You are viewing a plain text version of this content. The canonical link for it is here.

Posted to user@giraph.apache.org by David Garcia <dg...@potomacfusion.com> on 2012/02/01 06:34:30 UTC

Caching (with LRU or something) strategy in Giraph?

I haven't investigated too deeply into this. . .but is there a caching strategy implemented, or in the works, for getting around having to load all of a split's vertices into memory?  If a graph is large enough, even a reasonably sized cluster may not have enough memory to load all the vertices.  Does Giraph address this currently?

-David

Re: Caching (with LRU or something) strategy in Giraph?

Posted by Jakob Homan <jg...@gmail.com>.

David-
   Please take a look at GIRAPH-45 for this discussion.
-Jakob


On Tue, Jan 31, 2012 at 9:34 PM, David Garcia <dg...@potomacfusion.com> wrote:
> I haven't investigated too deeply into this. . .but is there a caching
> strategy implemented, or in the works, for getting around having to load all
> of a split's vertices into memory?  If a graph is large enough, even a
> reasonably sized cluster may not have enough memory to load all the
> vertices.  Does Giraph address this currently?
>
> -David

Re: Caching (with LRU or something) strategy in Giraph?

Posted by David Garcia <dg...@potomacfusion.com>.

Hey Jake, thx for the reply.  I'll look at GIRAPH-45 for this particular topic.  Really quick though, I thought that Pregel was an implementation of BSP (a programming model. . .completely orthogonal from the manner in which data is retrieved/stored).  It seems quite reasonable to implement a basic caching strategy in the case all vertices don't fit in memory for a particular worker.  Thx again for your input.  I'll direct my question to GIRAPH-45 topic.

-David

From: Jake Mannix <ja...@gmail.com>>
Reply-To: "giraph-user@incubator.apache.org<ma...@incubator.apache.org>" <gi...@incubator.apache.org>>
Date: Wed, 1 Feb 2012 00:01:02 -0600
To: "giraph-user@incubator.apache.org<ma...@incubator.apache.org>" <gi...@incubator.apache.org>>
Subject: Re: Caching (with LRU or something) strategy in Giraph?

Hi David,

  The *point* of the Pregel architecture (which Giraph is an implementation of) is that the whole graph is in (distributed) memory.  If you are willing to go to disk, doing your calculations via MapReduce (possibly talking to a distributed hashtable of some kind colocated with your hadoop cluster, if it helps) is the straightforward way to go.

  -jake

On Tue, Jan 31, 2012 at 9:34 PM, David Garcia <dg...@potomacfusion.com>> wrote:
I haven't investigated too deeply into this. . .but is there a caching strategy implemented, or in the works, for getting around having to load all of a split's vertices into memory?  If a graph is large enough, even a reasonably sized cluster may not have enough memory to load all the vertices.  Does Giraph address this currently?

-David

Re: Caching (with LRU or something) strategy in Giraph?
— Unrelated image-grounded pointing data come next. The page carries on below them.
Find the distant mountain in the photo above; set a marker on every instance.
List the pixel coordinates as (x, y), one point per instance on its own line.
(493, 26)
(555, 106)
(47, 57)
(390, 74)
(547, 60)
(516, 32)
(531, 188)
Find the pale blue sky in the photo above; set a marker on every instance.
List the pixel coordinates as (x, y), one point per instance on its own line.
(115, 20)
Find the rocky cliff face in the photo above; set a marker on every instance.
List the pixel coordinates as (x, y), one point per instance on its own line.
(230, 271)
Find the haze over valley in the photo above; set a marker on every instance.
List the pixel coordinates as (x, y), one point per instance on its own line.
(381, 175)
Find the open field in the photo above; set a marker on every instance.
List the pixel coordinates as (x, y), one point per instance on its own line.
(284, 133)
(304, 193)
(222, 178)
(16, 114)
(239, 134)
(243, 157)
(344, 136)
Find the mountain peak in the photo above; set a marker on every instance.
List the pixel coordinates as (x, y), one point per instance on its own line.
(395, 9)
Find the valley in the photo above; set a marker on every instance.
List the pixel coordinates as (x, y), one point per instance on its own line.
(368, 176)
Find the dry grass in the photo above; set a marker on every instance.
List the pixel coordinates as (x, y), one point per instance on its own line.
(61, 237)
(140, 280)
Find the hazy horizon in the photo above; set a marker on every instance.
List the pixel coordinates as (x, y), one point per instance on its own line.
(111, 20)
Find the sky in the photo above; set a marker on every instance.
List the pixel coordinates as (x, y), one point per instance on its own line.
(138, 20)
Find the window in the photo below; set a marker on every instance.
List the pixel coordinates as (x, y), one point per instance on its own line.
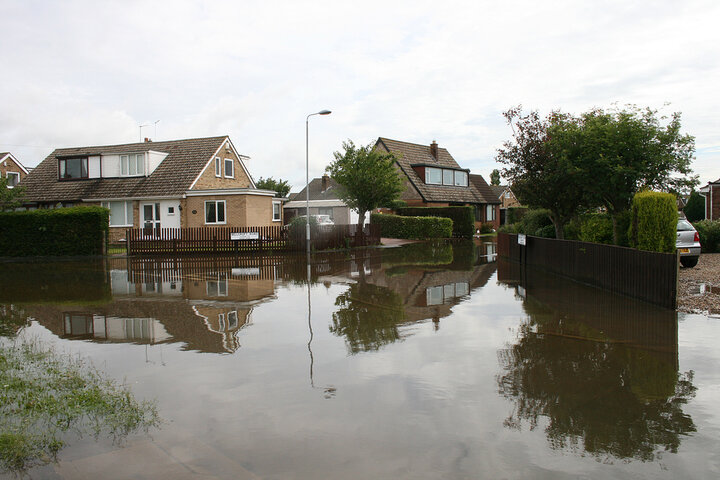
(489, 213)
(433, 176)
(132, 165)
(72, 168)
(13, 179)
(460, 178)
(215, 211)
(120, 213)
(276, 212)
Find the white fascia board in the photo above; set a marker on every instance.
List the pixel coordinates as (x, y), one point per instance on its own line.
(230, 191)
(12, 157)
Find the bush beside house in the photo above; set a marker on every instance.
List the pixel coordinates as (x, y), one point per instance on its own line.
(397, 226)
(61, 232)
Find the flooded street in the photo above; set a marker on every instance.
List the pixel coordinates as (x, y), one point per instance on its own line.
(424, 361)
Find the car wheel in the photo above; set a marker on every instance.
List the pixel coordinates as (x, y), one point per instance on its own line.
(688, 262)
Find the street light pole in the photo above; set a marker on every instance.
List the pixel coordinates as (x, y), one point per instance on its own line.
(307, 177)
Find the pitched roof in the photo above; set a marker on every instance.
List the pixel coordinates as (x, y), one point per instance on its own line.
(484, 189)
(409, 154)
(186, 159)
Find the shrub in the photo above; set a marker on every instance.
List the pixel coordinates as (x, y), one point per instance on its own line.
(396, 226)
(63, 231)
(654, 222)
(596, 228)
(463, 218)
(709, 231)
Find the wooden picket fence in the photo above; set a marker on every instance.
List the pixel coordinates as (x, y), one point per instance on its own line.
(224, 240)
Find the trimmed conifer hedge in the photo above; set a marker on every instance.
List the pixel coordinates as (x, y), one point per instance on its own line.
(58, 232)
(396, 226)
(463, 218)
(654, 222)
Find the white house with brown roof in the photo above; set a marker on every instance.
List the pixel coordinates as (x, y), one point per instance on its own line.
(12, 169)
(181, 183)
(434, 179)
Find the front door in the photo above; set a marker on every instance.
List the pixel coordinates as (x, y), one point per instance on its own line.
(151, 218)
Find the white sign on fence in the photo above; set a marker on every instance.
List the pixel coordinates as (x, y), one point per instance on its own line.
(244, 235)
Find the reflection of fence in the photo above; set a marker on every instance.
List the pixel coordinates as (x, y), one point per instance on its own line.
(223, 240)
(647, 276)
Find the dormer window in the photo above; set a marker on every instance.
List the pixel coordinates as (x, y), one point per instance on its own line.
(72, 168)
(132, 165)
(446, 176)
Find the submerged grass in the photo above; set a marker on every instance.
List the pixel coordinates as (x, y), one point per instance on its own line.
(44, 395)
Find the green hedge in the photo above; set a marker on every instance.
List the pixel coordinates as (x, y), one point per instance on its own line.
(709, 231)
(59, 232)
(396, 226)
(654, 222)
(463, 217)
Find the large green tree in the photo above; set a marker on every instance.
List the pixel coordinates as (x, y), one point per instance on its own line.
(543, 165)
(281, 187)
(368, 178)
(631, 149)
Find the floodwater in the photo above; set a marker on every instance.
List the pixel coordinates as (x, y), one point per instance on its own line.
(425, 361)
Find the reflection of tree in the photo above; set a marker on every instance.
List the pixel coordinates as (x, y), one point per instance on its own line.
(606, 398)
(368, 317)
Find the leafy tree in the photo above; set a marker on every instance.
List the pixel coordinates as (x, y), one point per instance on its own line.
(628, 150)
(544, 165)
(695, 208)
(10, 198)
(368, 179)
(282, 187)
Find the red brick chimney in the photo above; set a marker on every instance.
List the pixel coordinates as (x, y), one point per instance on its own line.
(433, 149)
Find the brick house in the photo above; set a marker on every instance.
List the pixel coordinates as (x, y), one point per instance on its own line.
(711, 192)
(323, 201)
(12, 169)
(181, 183)
(434, 179)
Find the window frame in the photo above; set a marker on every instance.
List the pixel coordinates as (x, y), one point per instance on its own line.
(232, 167)
(216, 202)
(62, 166)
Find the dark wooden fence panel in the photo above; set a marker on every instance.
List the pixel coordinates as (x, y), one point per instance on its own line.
(217, 240)
(648, 276)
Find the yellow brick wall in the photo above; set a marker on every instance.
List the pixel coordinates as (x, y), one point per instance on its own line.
(208, 180)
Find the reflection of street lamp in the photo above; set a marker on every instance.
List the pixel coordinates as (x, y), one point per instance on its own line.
(307, 177)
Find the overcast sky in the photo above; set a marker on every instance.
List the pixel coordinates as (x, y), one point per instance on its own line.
(77, 73)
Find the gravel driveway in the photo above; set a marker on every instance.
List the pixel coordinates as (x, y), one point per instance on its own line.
(699, 287)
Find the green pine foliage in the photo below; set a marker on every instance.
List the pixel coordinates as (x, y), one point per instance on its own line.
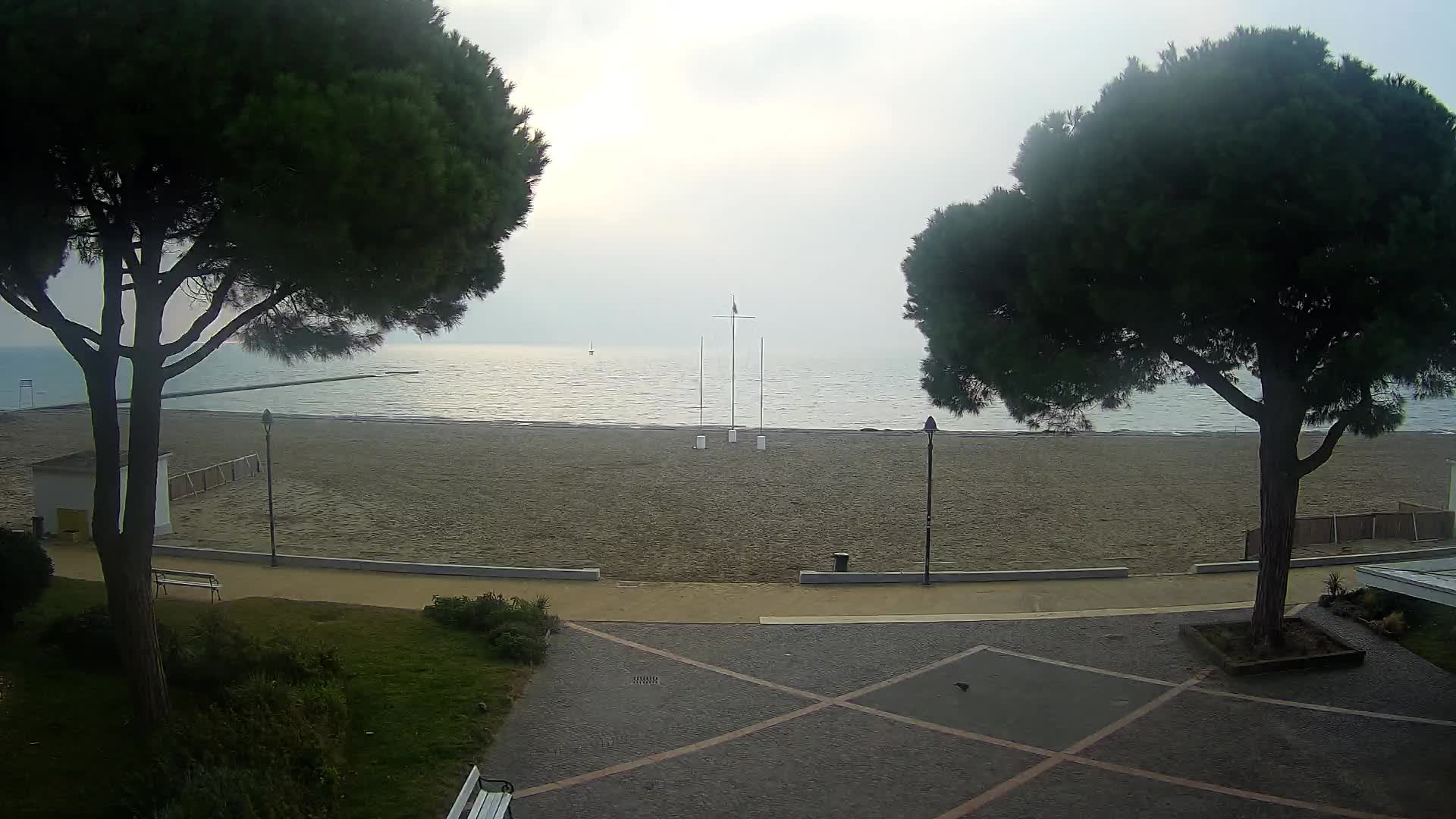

Posted by Jake Mannix <ja...@gmail.com>.

Hi David,

  The *point* of the Pregel architecture (which Giraph is an implementation
of) is that the whole graph is in (distributed) memory.  If you are willing
to go to disk, doing your calculations via MapReduce (possibly talking to a
distributed hashtable of some kind colocated with your hadoop cluster, if
it helps) is the straightforward way to go.

  -jake

On Tue, Jan 31, 2012 at 9:34 PM, David Garcia <dg...@potomacfusion.com>wrote:

> I haven't investigated too deeply into this. . .but is there a caching
> strategy implemented, or in the works, for getting around having to load
> all of a split's vertices into memory?  If a graph is large enough, even a
> reasonably sized cluster may not have enough memory to load all the
> vertices.  Does Giraph address this currently?
>
> -David
>